Ever since Margaret Thatcher's government privatized the British Airports Authority, airport privatization has gained popularity, say Robert Poole, director of transportation policy at the Reason Foundation.

  • European, Asian, Australian, Latin American and Caribbean governments all privatized major airports after Britain did.
  • At the end of 2010, 22 percent of Europe's 404 main airports were either wholly investor-owned or had public-private ownership.
  • That same year, 48 percent of all European air passengers used private or public-private airports.

Last year, the most airport privatization continued to occur in Europe and South America.

  • Portugal sold a 50-year concession for Aeroportos de Portugal (ANA) to a French infrastructure company, Vinci Concessions, for $4.04 billion. That included the four largest Portuguese airports, five airports in the Azores, and one in Madeira.
  • Spain nearly privatized AENA, its airport and air traffic control provider, in 2011, but talks were temporarily put aside when a new government came in. In the fall of 2013, however, privatization discussions began anew. Facing huge budget deficits, Spain could see massive amounts of revenue from the sale of AENA, whose 2012 revenue was seven times that of ANA.
  • Greece owns 55 percent of the Athens Airport. While it is unclear whether the country will offer its share of the Athens Airport for sale, it does seem likely to lease Greece's 21 regional airports.
  • Turkey sought bids for a 25-year concession to finance and develop a new airport for Istanbul, which would make it the fourth largest airport in the world. A five-company consortium was selected as the highest bidder in May of last year.
  • Brazil already made long-term concessions deals in 2012 for three of its largest airports. Currently, two more airport upgrade deals are under way.
  • The United States has seen airport privatization in Puerto Rico, as part of the federal Airport Privatization Pilot Program, enacted by Congress in 1996.

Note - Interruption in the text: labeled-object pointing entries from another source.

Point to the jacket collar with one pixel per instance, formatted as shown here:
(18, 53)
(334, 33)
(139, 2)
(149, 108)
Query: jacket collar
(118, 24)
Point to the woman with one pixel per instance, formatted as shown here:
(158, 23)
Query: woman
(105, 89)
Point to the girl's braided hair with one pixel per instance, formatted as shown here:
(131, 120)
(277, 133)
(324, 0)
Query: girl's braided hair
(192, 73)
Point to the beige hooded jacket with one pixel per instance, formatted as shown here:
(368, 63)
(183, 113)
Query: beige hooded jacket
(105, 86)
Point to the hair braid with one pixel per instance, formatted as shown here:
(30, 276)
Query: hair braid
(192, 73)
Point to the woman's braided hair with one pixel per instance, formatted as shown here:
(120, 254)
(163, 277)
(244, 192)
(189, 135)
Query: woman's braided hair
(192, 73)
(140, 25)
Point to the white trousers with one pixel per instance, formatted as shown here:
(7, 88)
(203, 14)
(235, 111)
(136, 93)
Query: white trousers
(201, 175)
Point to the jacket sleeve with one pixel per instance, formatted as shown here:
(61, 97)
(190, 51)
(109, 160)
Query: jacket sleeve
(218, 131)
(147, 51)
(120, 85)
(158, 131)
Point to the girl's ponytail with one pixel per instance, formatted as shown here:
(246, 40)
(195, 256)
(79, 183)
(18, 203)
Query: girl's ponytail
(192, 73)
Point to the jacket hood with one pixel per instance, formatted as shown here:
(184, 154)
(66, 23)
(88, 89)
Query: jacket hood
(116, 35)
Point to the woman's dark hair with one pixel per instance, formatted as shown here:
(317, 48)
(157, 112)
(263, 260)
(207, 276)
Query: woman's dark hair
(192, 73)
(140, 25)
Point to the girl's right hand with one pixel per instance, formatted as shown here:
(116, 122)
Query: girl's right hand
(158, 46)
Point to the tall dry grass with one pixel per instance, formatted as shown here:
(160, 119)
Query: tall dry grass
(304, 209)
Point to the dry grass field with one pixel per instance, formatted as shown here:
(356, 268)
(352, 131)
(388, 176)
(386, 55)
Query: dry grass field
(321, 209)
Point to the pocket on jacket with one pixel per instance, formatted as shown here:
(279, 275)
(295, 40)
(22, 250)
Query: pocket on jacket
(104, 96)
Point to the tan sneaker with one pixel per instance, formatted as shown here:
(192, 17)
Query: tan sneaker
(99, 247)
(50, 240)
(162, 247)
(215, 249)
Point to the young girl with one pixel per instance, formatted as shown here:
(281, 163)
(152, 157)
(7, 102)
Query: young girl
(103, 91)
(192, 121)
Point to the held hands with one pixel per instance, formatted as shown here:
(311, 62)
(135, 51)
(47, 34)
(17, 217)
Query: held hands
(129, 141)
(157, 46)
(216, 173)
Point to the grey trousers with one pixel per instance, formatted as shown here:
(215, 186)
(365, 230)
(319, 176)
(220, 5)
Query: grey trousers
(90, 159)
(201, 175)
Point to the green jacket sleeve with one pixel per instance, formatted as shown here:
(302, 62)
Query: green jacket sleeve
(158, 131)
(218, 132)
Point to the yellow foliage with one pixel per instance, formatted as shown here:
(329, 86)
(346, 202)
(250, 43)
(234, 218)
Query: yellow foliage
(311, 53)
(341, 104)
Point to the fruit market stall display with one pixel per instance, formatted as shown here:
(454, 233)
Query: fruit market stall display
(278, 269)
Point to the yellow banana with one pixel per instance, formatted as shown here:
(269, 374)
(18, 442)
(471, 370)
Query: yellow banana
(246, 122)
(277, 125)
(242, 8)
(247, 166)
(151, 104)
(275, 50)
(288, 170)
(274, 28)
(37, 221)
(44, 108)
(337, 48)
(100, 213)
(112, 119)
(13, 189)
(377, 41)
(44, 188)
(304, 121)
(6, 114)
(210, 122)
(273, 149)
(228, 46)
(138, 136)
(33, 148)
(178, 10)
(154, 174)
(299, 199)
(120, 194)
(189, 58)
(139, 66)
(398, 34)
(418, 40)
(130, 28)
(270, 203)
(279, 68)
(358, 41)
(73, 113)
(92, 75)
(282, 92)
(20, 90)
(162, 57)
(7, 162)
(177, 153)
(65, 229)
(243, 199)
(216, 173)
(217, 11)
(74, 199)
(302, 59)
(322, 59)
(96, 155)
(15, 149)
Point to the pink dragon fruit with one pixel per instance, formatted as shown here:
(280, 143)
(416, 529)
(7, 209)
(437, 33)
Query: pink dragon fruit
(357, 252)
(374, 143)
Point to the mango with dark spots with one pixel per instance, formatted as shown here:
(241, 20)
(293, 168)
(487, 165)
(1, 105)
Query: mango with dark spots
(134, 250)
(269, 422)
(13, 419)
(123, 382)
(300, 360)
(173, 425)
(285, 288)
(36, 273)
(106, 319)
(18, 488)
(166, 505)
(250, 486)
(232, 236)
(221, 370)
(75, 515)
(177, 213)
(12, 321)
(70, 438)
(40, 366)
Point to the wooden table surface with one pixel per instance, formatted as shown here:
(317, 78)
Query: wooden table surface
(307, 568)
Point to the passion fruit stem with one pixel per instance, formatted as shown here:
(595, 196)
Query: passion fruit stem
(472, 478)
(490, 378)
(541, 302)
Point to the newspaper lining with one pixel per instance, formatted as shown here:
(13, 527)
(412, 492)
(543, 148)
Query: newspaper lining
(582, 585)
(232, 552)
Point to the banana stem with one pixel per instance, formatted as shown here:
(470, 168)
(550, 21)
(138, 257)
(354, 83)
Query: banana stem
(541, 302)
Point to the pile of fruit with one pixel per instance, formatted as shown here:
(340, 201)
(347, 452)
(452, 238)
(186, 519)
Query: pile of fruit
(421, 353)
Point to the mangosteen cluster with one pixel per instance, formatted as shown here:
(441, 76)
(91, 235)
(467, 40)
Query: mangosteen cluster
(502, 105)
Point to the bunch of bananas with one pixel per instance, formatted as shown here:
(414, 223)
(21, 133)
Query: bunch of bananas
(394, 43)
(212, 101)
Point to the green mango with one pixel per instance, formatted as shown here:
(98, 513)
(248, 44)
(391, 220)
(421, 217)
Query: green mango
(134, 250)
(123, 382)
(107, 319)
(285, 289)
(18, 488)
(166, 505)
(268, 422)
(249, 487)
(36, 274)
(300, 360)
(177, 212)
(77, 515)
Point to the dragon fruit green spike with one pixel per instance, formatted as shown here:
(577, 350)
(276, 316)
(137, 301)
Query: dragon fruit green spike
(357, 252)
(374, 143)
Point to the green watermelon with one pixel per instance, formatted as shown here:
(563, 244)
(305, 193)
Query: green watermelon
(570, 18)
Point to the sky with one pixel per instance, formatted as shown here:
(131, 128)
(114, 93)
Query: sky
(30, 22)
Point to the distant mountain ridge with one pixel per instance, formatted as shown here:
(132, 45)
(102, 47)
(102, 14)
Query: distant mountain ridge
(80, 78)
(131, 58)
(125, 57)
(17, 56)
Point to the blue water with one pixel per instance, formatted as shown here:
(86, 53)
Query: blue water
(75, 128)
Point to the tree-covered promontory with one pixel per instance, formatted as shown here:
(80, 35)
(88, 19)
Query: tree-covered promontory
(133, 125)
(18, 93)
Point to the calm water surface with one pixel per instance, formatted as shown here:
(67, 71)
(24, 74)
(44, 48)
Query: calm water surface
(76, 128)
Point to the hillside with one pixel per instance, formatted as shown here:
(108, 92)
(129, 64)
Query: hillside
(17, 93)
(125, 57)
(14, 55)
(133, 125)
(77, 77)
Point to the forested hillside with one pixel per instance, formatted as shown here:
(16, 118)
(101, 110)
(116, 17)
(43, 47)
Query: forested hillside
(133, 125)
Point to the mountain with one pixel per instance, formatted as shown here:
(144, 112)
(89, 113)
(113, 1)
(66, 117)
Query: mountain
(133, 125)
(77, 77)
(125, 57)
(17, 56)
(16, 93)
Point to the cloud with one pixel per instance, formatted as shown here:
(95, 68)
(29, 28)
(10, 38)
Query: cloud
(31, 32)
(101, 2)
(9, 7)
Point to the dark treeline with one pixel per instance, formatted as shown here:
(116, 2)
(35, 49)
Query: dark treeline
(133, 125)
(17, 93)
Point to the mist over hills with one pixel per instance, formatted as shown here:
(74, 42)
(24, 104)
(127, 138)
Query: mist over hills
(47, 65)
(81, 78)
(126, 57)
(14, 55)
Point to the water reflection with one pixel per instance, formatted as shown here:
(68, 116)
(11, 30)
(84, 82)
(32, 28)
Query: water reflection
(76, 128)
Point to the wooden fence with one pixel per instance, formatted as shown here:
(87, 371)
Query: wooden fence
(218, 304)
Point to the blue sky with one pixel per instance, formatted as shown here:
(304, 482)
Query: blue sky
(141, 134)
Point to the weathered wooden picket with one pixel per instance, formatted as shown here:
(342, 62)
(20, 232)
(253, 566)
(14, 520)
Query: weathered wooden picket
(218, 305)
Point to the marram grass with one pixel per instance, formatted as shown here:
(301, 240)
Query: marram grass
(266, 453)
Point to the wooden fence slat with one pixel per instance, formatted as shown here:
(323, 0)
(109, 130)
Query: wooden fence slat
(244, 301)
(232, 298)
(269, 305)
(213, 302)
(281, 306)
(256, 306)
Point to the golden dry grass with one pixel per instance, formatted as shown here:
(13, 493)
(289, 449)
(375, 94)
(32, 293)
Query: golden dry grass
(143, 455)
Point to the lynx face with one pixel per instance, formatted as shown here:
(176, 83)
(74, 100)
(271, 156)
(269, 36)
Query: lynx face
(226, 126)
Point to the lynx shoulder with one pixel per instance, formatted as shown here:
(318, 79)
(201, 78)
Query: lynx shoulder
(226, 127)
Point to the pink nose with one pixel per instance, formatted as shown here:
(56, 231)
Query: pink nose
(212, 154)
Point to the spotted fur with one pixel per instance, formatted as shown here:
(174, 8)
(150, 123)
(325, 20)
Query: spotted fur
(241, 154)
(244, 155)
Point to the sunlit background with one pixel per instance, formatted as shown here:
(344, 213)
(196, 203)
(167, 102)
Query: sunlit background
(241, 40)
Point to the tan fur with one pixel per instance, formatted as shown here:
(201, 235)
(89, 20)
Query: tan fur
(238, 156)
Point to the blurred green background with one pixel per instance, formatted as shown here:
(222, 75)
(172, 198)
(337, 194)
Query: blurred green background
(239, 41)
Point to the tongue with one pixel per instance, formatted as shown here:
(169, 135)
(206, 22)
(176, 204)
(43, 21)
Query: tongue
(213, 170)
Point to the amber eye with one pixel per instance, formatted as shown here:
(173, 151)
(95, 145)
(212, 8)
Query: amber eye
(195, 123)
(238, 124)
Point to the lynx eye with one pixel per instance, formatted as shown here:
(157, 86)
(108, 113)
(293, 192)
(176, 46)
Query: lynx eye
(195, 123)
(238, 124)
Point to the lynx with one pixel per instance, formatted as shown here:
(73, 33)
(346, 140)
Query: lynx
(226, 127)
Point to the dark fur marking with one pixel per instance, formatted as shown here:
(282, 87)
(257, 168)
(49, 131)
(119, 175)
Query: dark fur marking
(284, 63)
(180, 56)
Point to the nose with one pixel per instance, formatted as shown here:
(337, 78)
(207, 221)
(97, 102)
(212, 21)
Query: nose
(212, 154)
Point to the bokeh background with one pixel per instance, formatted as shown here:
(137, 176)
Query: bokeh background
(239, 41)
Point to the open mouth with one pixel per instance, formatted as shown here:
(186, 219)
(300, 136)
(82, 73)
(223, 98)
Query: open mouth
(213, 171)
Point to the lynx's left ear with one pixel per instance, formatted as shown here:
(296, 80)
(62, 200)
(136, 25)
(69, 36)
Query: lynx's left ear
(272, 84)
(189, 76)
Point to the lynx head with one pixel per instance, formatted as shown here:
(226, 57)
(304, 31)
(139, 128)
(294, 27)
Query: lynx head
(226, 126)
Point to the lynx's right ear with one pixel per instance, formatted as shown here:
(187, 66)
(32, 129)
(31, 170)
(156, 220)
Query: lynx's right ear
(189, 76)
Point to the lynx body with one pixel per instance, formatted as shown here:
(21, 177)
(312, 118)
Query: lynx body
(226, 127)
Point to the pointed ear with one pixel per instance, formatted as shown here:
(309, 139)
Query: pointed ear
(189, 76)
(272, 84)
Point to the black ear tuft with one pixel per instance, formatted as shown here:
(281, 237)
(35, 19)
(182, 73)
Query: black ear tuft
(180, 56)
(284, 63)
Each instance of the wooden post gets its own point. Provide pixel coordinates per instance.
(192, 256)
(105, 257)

Privatization is also an issue in airport screening. When lawmakers passed the 2001 law that created the Transportation Security Adminitration (TSA), they also allowed for outsourced passenger and bag screening. However, TSA Administrator John Pistole rejected pending applications for the Security Screening Partnership program in 2011, and the TSA has since stonewalled, despite new Congressional efforts to push the process along.

On the air traffic control front, more than 50 governments worldwide have commercialized their air traffic control systems since 1987.